EUR/USD rose for the third consecutive day during the current trading session, though the rally was nowhere near being enough to erase the Friday’s huge drop. Markets continue to calm down as they digest the result of Britain’s referendum. While market participants feel less anxious, the future remains uncertain, and that may cause traders to stick to safe currencies. The problem for the dollar is that it has lost its appeal due to the extremely low probability of an interest rate hike from the Federal Reserve this year. In fact, some market commentators were even talking about possibility of a cut. Such view reduces the attractiveness of the US currency to investors.

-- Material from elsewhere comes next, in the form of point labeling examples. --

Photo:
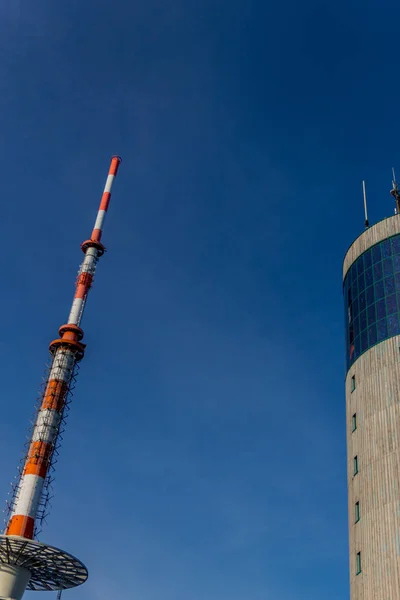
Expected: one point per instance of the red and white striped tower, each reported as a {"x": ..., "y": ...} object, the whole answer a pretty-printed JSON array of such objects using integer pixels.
[{"x": 24, "y": 562}]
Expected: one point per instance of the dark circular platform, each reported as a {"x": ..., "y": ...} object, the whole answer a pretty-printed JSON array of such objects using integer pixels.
[{"x": 51, "y": 569}]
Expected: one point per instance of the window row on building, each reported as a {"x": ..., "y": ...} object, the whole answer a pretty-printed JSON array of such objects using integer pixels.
[{"x": 357, "y": 513}]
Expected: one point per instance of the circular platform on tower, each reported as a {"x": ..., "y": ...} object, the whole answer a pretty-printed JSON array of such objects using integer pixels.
[{"x": 51, "y": 569}]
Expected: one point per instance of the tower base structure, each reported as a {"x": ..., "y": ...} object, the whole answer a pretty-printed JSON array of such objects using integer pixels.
[{"x": 30, "y": 565}]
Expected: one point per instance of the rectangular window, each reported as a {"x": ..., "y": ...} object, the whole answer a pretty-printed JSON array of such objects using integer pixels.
[
  {"x": 356, "y": 512},
  {"x": 354, "y": 422},
  {"x": 358, "y": 563}
]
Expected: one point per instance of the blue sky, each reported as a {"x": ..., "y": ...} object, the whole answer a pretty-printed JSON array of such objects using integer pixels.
[{"x": 205, "y": 450}]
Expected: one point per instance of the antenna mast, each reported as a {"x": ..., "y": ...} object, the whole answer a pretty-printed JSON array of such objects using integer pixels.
[
  {"x": 26, "y": 563},
  {"x": 366, "y": 222},
  {"x": 395, "y": 193}
]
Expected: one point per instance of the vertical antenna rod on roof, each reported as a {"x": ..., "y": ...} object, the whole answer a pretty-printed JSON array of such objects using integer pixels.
[
  {"x": 395, "y": 193},
  {"x": 366, "y": 222}
]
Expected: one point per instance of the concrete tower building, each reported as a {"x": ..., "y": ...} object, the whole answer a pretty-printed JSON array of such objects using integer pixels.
[{"x": 371, "y": 276}]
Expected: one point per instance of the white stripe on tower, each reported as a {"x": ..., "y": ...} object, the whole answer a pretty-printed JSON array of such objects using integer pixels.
[
  {"x": 42, "y": 445},
  {"x": 66, "y": 352},
  {"x": 105, "y": 200}
]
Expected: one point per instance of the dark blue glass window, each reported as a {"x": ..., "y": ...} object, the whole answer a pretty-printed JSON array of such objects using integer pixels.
[
  {"x": 379, "y": 290},
  {"x": 378, "y": 271},
  {"x": 369, "y": 278},
  {"x": 391, "y": 304},
  {"x": 387, "y": 266},
  {"x": 372, "y": 298},
  {"x": 389, "y": 285},
  {"x": 396, "y": 262},
  {"x": 370, "y": 295},
  {"x": 386, "y": 249},
  {"x": 368, "y": 259}
]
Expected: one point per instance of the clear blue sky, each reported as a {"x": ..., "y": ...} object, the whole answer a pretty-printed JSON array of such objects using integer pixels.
[{"x": 205, "y": 451}]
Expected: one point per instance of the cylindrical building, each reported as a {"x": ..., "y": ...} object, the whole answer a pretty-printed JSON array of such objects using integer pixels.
[{"x": 371, "y": 276}]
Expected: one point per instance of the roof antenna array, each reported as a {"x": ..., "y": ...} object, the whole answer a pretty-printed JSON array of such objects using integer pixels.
[
  {"x": 366, "y": 222},
  {"x": 395, "y": 193}
]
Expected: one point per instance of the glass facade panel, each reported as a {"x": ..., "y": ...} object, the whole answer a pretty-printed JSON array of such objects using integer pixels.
[{"x": 372, "y": 298}]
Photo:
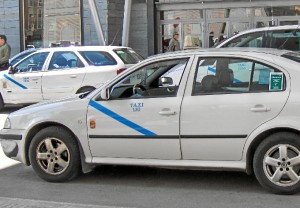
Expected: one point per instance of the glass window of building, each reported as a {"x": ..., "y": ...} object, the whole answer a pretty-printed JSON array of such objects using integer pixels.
[{"x": 51, "y": 23}]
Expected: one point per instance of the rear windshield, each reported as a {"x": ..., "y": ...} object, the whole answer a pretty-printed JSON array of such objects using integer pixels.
[
  {"x": 292, "y": 56},
  {"x": 98, "y": 58},
  {"x": 128, "y": 56}
]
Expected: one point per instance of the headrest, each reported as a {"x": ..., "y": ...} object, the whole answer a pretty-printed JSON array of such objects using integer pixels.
[
  {"x": 209, "y": 83},
  {"x": 225, "y": 77}
]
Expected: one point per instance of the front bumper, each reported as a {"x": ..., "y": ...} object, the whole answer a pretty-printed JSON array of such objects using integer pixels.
[{"x": 11, "y": 142}]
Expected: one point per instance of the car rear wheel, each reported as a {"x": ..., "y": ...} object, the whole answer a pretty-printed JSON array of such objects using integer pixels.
[
  {"x": 277, "y": 163},
  {"x": 54, "y": 155}
]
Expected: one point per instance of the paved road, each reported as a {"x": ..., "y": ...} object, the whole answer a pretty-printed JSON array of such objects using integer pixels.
[{"x": 119, "y": 186}]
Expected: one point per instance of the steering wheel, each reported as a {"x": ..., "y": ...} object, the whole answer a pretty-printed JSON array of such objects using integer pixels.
[{"x": 139, "y": 89}]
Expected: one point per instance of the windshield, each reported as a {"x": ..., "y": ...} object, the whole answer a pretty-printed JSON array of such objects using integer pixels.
[
  {"x": 295, "y": 56},
  {"x": 128, "y": 56}
]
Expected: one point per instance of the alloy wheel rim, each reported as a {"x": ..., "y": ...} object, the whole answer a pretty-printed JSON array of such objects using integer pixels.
[
  {"x": 282, "y": 165},
  {"x": 53, "y": 156}
]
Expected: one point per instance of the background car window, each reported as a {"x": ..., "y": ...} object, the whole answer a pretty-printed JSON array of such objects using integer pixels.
[
  {"x": 98, "y": 58},
  {"x": 65, "y": 60},
  {"x": 32, "y": 63},
  {"x": 230, "y": 75},
  {"x": 285, "y": 39},
  {"x": 128, "y": 56},
  {"x": 160, "y": 79},
  {"x": 247, "y": 40}
]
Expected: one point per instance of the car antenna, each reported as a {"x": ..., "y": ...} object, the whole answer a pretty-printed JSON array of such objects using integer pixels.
[
  {"x": 294, "y": 33},
  {"x": 115, "y": 37}
]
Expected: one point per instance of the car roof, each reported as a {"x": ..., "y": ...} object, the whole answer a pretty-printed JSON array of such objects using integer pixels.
[
  {"x": 81, "y": 48},
  {"x": 285, "y": 27},
  {"x": 224, "y": 51}
]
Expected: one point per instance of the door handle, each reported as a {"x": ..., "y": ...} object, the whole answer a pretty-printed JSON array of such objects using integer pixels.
[
  {"x": 260, "y": 108},
  {"x": 167, "y": 112}
]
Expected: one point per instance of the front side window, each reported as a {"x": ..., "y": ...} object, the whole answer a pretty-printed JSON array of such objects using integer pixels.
[
  {"x": 65, "y": 60},
  {"x": 235, "y": 75},
  {"x": 159, "y": 79},
  {"x": 98, "y": 58},
  {"x": 32, "y": 63}
]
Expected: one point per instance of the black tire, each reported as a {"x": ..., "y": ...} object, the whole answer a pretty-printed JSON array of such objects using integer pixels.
[
  {"x": 59, "y": 156},
  {"x": 276, "y": 163}
]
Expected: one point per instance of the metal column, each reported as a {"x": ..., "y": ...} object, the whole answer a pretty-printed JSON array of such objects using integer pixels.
[
  {"x": 126, "y": 22},
  {"x": 97, "y": 22}
]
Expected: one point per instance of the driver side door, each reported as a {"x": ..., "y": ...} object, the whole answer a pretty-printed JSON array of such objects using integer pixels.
[{"x": 141, "y": 118}]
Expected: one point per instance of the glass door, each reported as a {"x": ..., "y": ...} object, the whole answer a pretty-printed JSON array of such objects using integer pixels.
[{"x": 192, "y": 37}]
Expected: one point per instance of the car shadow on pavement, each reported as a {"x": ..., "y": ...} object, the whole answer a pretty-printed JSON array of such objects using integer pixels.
[{"x": 182, "y": 179}]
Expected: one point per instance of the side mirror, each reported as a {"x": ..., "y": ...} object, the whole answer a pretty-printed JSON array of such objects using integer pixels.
[
  {"x": 11, "y": 70},
  {"x": 165, "y": 81},
  {"x": 104, "y": 94}
]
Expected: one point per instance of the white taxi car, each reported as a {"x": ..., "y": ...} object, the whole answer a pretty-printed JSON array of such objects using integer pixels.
[
  {"x": 222, "y": 109},
  {"x": 53, "y": 73}
]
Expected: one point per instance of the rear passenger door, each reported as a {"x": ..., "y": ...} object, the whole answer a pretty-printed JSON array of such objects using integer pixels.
[
  {"x": 64, "y": 75},
  {"x": 226, "y": 99},
  {"x": 24, "y": 85}
]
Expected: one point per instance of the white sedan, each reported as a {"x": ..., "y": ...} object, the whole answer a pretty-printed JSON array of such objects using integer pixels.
[
  {"x": 228, "y": 109},
  {"x": 53, "y": 73}
]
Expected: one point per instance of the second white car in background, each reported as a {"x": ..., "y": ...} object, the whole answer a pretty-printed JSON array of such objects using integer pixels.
[{"x": 53, "y": 73}]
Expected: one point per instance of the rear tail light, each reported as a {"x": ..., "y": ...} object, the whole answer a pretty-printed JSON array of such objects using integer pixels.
[{"x": 119, "y": 71}]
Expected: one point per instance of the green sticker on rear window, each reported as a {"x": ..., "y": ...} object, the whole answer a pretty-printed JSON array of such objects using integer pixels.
[{"x": 276, "y": 81}]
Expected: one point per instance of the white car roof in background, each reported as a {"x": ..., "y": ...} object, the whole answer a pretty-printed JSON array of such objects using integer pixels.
[
  {"x": 224, "y": 51},
  {"x": 81, "y": 48}
]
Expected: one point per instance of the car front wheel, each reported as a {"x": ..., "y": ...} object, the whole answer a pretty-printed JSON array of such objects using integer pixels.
[
  {"x": 54, "y": 155},
  {"x": 277, "y": 163}
]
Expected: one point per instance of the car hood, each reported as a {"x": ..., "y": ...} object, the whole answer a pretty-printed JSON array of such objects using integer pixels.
[{"x": 48, "y": 105}]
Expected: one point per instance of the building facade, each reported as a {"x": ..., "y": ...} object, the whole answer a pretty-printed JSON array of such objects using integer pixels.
[{"x": 44, "y": 23}]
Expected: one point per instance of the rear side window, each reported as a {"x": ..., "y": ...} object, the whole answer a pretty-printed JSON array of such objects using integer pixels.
[
  {"x": 220, "y": 75},
  {"x": 98, "y": 58},
  {"x": 128, "y": 56},
  {"x": 292, "y": 56}
]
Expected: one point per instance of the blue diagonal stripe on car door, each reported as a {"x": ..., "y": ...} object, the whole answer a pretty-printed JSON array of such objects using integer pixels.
[
  {"x": 14, "y": 81},
  {"x": 121, "y": 119}
]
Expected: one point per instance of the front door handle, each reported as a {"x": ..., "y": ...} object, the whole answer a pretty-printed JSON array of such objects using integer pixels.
[
  {"x": 260, "y": 108},
  {"x": 167, "y": 112}
]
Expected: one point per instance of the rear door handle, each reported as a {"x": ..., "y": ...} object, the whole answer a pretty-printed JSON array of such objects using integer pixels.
[
  {"x": 260, "y": 108},
  {"x": 167, "y": 112}
]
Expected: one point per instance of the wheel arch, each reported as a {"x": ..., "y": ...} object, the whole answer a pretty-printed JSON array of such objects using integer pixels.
[
  {"x": 33, "y": 131},
  {"x": 258, "y": 139}
]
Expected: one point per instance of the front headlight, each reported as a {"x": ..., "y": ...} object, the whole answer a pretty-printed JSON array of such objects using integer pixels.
[{"x": 7, "y": 124}]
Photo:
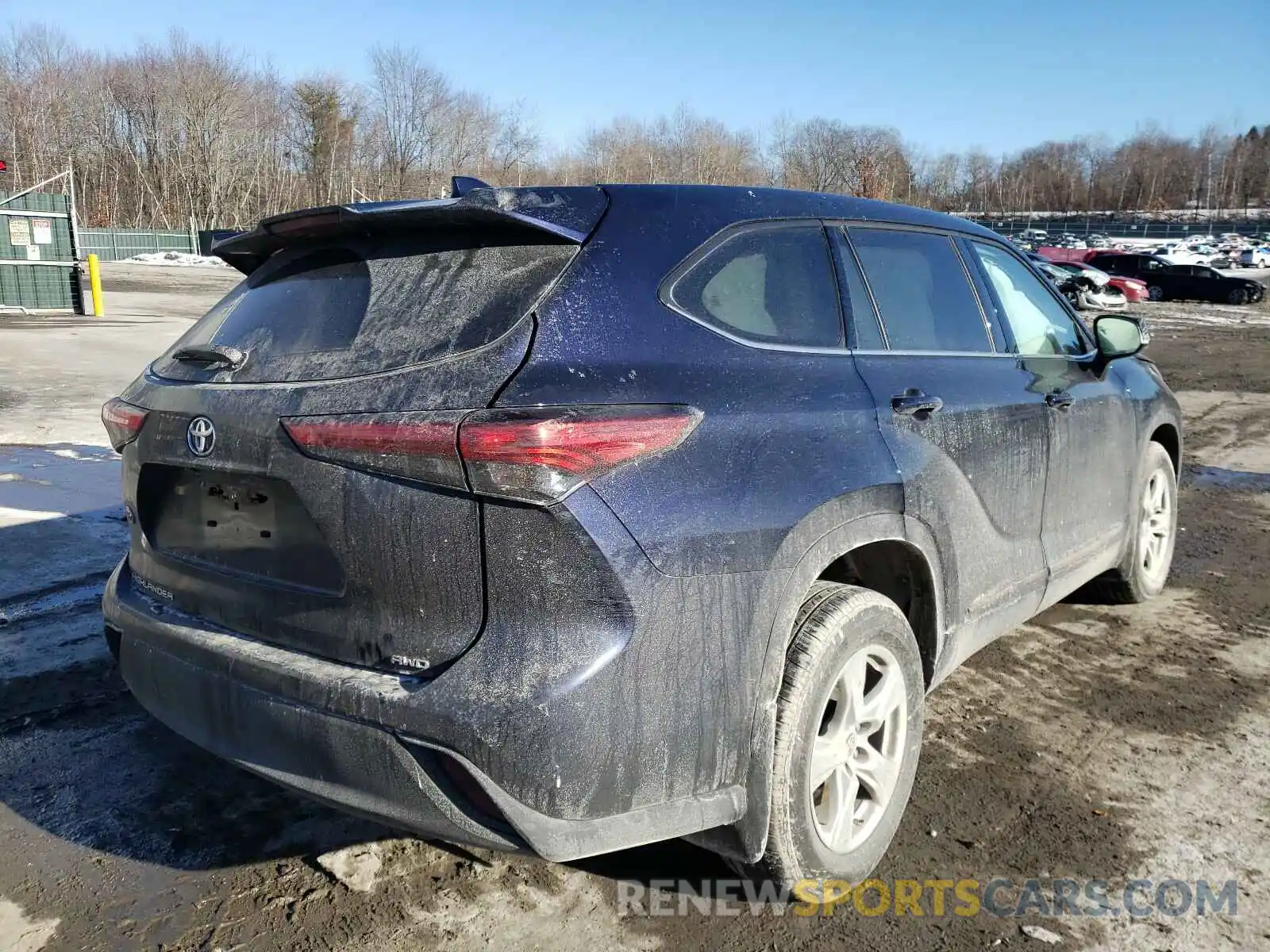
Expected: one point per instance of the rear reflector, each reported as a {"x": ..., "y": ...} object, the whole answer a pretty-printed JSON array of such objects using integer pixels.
[
  {"x": 543, "y": 455},
  {"x": 122, "y": 422},
  {"x": 535, "y": 455}
]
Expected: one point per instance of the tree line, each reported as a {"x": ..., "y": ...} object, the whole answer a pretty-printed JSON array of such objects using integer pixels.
[{"x": 182, "y": 132}]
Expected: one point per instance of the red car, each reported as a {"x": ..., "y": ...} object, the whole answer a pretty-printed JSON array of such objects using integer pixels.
[
  {"x": 1132, "y": 289},
  {"x": 1071, "y": 258}
]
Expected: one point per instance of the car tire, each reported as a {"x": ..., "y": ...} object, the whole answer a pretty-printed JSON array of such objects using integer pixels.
[
  {"x": 845, "y": 639},
  {"x": 1145, "y": 569}
]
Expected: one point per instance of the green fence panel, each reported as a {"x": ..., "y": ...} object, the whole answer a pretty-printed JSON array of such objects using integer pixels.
[
  {"x": 118, "y": 244},
  {"x": 37, "y": 273}
]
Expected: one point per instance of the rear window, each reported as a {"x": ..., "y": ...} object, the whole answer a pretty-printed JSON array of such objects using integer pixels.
[{"x": 370, "y": 305}]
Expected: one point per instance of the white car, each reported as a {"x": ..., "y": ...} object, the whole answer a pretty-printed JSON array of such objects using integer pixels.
[{"x": 1255, "y": 257}]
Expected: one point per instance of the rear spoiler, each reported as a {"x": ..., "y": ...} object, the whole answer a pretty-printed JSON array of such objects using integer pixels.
[{"x": 548, "y": 215}]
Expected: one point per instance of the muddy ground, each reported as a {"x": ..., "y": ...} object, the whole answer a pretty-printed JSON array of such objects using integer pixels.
[{"x": 1098, "y": 742}]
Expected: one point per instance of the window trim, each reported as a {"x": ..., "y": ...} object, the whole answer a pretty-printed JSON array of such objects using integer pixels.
[
  {"x": 842, "y": 249},
  {"x": 952, "y": 239},
  {"x": 666, "y": 290},
  {"x": 1064, "y": 305}
]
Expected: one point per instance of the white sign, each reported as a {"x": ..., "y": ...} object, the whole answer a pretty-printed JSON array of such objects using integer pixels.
[{"x": 19, "y": 232}]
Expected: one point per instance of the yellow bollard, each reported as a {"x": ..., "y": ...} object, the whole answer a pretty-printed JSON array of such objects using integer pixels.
[{"x": 94, "y": 279}]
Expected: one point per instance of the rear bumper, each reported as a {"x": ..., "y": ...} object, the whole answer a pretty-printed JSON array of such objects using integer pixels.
[{"x": 384, "y": 747}]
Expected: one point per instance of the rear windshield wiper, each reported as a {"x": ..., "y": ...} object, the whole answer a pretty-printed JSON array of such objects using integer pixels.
[{"x": 214, "y": 355}]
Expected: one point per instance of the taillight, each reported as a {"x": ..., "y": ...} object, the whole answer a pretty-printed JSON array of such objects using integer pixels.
[
  {"x": 537, "y": 455},
  {"x": 544, "y": 454},
  {"x": 418, "y": 446},
  {"x": 122, "y": 422}
]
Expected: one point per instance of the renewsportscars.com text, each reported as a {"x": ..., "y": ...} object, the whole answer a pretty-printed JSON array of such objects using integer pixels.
[{"x": 933, "y": 898}]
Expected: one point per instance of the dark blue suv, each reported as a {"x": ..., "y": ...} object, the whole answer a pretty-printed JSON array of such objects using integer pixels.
[{"x": 567, "y": 520}]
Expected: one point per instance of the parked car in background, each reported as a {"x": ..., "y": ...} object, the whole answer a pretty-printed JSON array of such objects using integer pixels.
[
  {"x": 425, "y": 527},
  {"x": 1255, "y": 257},
  {"x": 1089, "y": 271},
  {"x": 1180, "y": 254},
  {"x": 1180, "y": 282},
  {"x": 1130, "y": 289},
  {"x": 1134, "y": 291},
  {"x": 1081, "y": 290}
]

Personal income rose 0.2% in May, a bit less than analysts had predicted (0.3%). Personal spending was up 0.4%, matching forecasts exactly. Both income and spending received a positive revision for April, adding 0.1 percentage point, resulting in an increase by 0.5% and 1.1% respectively. (Event A on the chart.)
Pending home sales sank 3.7% in May, far more than experts had estimated ahead of the report — 0.9%. Additionally, the April’s increase got a negative revision from 5.1% to 3.9%. (Event B on the chart.)
US crude oil inventories shrank by 4.1 million barrels last week compared to a drop by 2.3 million predicted by specialists and the 0.9 million decreased logged the week before. Nevertheless, the stockpiles remained at historically high levels for this time of year. Total motor gasoline inventories were up 1.4 million barrels. (Event C on the chart.)